Pour dans un premier temps élucider les principes de la motilité collective dans les lymphocytes, nous allons construire un modèle informatique basé sur l'expertise acquise par le partenaire 2 dans différents modèles animaux. Des analogies étonnantes semblent être partagées entre les cohortes de lymphocytes et les bancs de poissons. Cette étude devrait définir les principales règles, les interactions entre les lymphocytes et les paramètres de mise en marche de la motilité coordonnée des lymphocytes.
Pour ensuite étudier les mécanismes moléculaires permettant aux lymphocytes de migrer comme des entités collectives, nous avons l'intention de transférer les connaissances et les outils développés par le partenaire 3 lors de l'étude de la migration des "cellules frontières" de l'ovaire de drosophile. Nous allons combiner l'utilisation de biosenseurs pour induire et contrôler l'activation des GTPases Rho dans les cohortes de lymphocytes étant donné que ces molécules agissent comme des interrupteurs dans le contrôle de la polarité cellulaire et du remodelage du cytosquelette d'actine. Pour explorer, en aval des GTPases Rho, comment la dynamique du cytosquelette d'actine régule la motilité cellulaire dans nos deux modèles, nous allons procéder à un screening parallèle visant à identifier des régulateurs d'actine jouant un rôle conservé dans la motilité collective.

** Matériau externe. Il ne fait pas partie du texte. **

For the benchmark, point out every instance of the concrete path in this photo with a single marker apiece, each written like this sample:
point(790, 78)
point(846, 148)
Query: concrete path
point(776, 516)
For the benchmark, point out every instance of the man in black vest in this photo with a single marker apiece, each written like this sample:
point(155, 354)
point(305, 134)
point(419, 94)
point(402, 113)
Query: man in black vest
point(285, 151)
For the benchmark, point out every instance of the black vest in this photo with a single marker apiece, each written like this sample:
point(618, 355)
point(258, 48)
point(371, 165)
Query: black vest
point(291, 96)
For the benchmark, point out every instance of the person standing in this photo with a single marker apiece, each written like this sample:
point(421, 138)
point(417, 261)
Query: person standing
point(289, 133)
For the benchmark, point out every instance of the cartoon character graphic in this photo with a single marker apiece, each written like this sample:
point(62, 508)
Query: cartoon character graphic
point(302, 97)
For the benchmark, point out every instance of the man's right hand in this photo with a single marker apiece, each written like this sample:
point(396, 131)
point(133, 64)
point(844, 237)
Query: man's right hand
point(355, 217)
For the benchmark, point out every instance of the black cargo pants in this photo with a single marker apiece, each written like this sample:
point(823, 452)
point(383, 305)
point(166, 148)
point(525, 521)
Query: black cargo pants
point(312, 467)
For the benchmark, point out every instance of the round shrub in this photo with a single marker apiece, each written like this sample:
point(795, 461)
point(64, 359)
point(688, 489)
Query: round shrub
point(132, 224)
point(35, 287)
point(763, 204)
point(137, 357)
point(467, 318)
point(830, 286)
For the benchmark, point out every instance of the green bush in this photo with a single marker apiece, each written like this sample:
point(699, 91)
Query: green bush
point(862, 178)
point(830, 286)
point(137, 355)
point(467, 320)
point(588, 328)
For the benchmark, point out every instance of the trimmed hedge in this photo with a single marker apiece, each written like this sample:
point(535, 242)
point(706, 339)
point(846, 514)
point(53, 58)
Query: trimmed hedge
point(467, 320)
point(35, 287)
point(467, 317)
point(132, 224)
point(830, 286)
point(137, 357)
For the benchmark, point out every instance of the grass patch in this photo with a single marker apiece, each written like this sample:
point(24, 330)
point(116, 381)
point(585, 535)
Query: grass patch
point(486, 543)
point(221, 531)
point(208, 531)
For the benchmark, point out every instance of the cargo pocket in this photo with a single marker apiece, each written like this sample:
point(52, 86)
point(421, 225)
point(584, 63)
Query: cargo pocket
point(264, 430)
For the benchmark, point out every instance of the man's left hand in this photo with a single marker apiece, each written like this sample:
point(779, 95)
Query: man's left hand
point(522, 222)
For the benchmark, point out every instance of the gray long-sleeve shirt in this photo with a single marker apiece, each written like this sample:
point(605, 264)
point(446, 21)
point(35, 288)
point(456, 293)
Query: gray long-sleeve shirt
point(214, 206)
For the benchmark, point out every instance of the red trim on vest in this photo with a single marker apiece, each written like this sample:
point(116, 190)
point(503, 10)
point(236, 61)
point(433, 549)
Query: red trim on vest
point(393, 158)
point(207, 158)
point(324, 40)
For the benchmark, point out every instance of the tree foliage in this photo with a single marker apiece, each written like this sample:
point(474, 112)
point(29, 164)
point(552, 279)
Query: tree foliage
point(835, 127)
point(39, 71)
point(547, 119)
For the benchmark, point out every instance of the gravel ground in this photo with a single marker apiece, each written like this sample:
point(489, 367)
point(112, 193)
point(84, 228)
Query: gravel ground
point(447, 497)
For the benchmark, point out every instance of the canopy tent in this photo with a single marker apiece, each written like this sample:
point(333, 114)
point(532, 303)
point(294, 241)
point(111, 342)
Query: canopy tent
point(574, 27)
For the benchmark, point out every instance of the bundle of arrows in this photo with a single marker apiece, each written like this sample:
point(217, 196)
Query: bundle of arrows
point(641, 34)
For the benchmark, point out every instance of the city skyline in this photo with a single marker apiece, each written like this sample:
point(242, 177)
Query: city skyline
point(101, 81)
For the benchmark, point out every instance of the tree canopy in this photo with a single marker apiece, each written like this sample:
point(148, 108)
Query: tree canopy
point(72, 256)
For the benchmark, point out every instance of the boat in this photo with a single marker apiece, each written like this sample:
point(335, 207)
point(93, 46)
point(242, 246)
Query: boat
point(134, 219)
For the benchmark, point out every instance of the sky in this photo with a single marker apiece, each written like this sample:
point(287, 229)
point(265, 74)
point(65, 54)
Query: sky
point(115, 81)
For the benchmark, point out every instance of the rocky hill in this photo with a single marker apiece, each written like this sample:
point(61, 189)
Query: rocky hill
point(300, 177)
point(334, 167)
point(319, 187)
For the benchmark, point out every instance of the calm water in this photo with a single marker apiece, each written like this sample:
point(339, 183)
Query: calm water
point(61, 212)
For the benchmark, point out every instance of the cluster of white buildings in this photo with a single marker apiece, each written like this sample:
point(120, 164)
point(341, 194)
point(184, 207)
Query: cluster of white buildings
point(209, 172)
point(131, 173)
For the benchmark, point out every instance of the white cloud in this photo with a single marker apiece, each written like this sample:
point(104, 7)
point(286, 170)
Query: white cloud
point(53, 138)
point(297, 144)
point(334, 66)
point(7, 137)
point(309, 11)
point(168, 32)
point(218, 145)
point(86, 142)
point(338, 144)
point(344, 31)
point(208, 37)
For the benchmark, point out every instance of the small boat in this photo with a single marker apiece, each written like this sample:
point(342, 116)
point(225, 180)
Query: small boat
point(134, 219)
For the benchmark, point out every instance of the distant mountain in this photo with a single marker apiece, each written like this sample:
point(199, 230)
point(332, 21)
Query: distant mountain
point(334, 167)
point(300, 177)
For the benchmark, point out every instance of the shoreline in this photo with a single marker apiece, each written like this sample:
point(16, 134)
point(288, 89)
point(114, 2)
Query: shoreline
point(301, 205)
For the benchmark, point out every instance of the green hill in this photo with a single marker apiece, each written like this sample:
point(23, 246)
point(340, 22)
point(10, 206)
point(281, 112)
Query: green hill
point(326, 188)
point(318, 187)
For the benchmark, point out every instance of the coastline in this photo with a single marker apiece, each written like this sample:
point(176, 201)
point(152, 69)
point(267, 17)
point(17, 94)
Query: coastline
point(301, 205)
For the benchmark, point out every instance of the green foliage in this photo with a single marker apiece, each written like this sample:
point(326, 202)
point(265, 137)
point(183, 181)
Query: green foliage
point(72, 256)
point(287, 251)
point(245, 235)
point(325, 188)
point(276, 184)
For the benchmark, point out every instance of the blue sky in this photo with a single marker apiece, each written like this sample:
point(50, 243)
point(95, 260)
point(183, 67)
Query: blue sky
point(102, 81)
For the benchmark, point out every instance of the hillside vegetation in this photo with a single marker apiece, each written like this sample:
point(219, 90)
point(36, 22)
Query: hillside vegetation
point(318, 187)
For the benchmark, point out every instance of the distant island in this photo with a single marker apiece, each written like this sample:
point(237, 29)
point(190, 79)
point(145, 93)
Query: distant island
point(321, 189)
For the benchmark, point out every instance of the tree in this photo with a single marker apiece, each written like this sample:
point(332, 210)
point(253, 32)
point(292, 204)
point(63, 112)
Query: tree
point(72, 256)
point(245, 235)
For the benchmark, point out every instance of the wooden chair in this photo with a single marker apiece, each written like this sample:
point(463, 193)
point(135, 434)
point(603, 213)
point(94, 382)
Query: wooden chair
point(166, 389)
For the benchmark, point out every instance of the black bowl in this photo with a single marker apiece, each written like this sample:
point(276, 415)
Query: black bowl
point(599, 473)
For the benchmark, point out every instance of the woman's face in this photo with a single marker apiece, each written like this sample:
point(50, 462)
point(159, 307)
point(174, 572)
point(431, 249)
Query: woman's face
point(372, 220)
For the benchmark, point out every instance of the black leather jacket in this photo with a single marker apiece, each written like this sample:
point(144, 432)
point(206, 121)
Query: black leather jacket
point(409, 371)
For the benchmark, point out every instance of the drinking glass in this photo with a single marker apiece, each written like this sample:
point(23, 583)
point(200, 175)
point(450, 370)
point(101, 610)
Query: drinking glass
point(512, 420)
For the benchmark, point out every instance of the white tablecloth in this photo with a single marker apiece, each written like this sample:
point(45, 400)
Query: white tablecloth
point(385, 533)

Au-delà de notre intérêt scientifique commun à étudier les lymphocytes comme un nouveau modèle de mouvement collectif, nous sommes motivés par la volonté d'évaluer la pertinence physiopathologique du mouvement coordonné de telles cellules. S'appuyant sur l'expertise du partenaire 1 dans l'étude des lymphocytes dans des contextes pathologiques, nous allons d'abord étudier in vitro les stades de maturation favorisant l'apparition de la motilité collective dans des lymphocytes T et B purifiée à partir de sang de donneurs. Nous allons ensuite déterminer quel niveau de coordination est associé à la motilité de cohortes de lymphocytes T dans un modèle murin de dermatite atopique caractérisé par des infiltrats cutanés denses.
L'originalité de ce projet découle de l'observation inattendue que les lymphocytes peuvent migrer comme des entités collectives en réponse aux chimiokines. Les mécanismes qui sous-tendent ce phénomène seront étudiés d'une manière véritablement interdisciplinaire en réunissant des experts provenant de champs habituellement séparés de la biologie (éthologie, morphogenèse, immunologie). En outre, il associe un ensemble original d'approches (modélisation informatique, microscopie, biosenseurs, manipulation génétique) qui devrait permettre de percer les principes et les mécanismes de la motilité collective dans les lymphocytes, ainsi que sa pertinence pour la santé humaine.
Coordination du projet
Loic Dupré (Centre de Physiopathologie de Toulouse Purpan)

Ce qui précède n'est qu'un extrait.